Anyhow, thank goodness that Korea has people with candles and netizens to protect it from imperialist American cows. After all, the candlelight vigil protesting the foreign students running riot through Korean cities was just a smashing success.

BY ELCANGURO

Damn, and I was feeling quite upbeat lately . . . (Climbs onto soap box)

What a bunch of gutless fools!

One week ago a mob of foreign protesters in their homeland attack and beat those who oppose their views. Result: Lots of hand-wringing but no huge gathering or candlelight vigils.

US beef back on shelves despite a long, drawn out effort using every measure and tactic under the sun to keep it out using Mad Cow Disease as a convenient excuse. Result: 10,000 attend candlelight vigil opposing poor quality, imperialist Yankee beef!

The reason:

US = Benevolent big brother, who we can sabotage, abuse and create a whole lot of ill-will towards but they’ll still be there to help us out.

China= Belligerent big brother, who we despise but are genuinely fearful of as they are powerful and vindicative, and can use their power to hurt us as they’ve done in the past.

China must be loving this. It seems the old adage is true - ‘Koreans greatest enemy are themselves’.

(Gets off soap box)


BY ROBOSEYO


I like when celebrities get involved in politics. Reminds me of this. http://youtube.com/watch?v=DOM4hTgrF8o

I have a student who’s a dentist. He came into class all upset about US beef and the FTA, ready to head out to the protest. Then I asked him whether this MBC show had a history of fair reporting.

“Well, last year the same show took a hidden camera into a countryside dental clinic, and then used that footage of only one place to make an expose program criticizing dentists’ sanitation practices that was one-sided, totally unfair, frightening to the public, and which damaged dentists’ credibility. We dentists looked carefully at the show and decided the makers of a certain, expensive sanitation tool must have had an influence in having the show made, because every dentist needed to buy one to regain public trust after that show aired.”

“So this show has a history of using one-sided, unfair reports to make the public afraid of things when they don’t need to be afraid of them.”

“Yeah, but you should have seen their hidden camera footage of the American slaughterhouse!”

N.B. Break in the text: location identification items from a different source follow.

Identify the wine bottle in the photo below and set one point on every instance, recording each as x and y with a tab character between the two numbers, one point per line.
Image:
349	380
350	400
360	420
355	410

“Did they show footage from a Korean slaughterhouse to show how Korean slaughterhouses are better? Did they show more than one slaughterhouse? Did they mention how many slaughterhouses they visited to find the disgusting one where they took all this video?”

“. . . ”

By the end of the class, I’d convinced him to ask the question, “Who benefits,” every time he watched that show, and if there’s a clear beneficiary to the scaremongering (especially when there are politics like the FTA at stake), to take the report with a bit of skepticism.

You should have seen the lightbulb go on when I suggested that maybe they gave American beef the same smear-job treatment they gave to dentists last year, in order to benefit Korean beef farmers.

(sigh)


BY tomcoyner

Minor epiphany here:

The so-called Mad Cow Disease demonstrations are not about Mad Cow Disease. The demonstrations should be called the KTU Demonstrations. The desperately leftist Korea Teachers Union is behind this nonsense. That is why Friday night I saw so many high school students in the company of what appeared to be their teachers.

This is a Children’s Crusade.

With a three-holiday and bored children, we may expect the streets being enthusiastically cheering the nonsense spouted off by speakers. The sheep have taken control of the public spaces yet again. At least, this time the crowds are likely to be dominated by lambs and foolish wolves dressed as the “wise” seong-seng nim.

In other words, this has nothing to do with public health and probably not even to do with protectionism. It is simply a ploy by uber nationalist socialists to reassert themselves by manipulating the voters’ children, after having their noses rubbed into reality during the past two national elections.

Those folks really have no shame. And the sooner they are exposed for who they actually are, the better Korea will be in the future.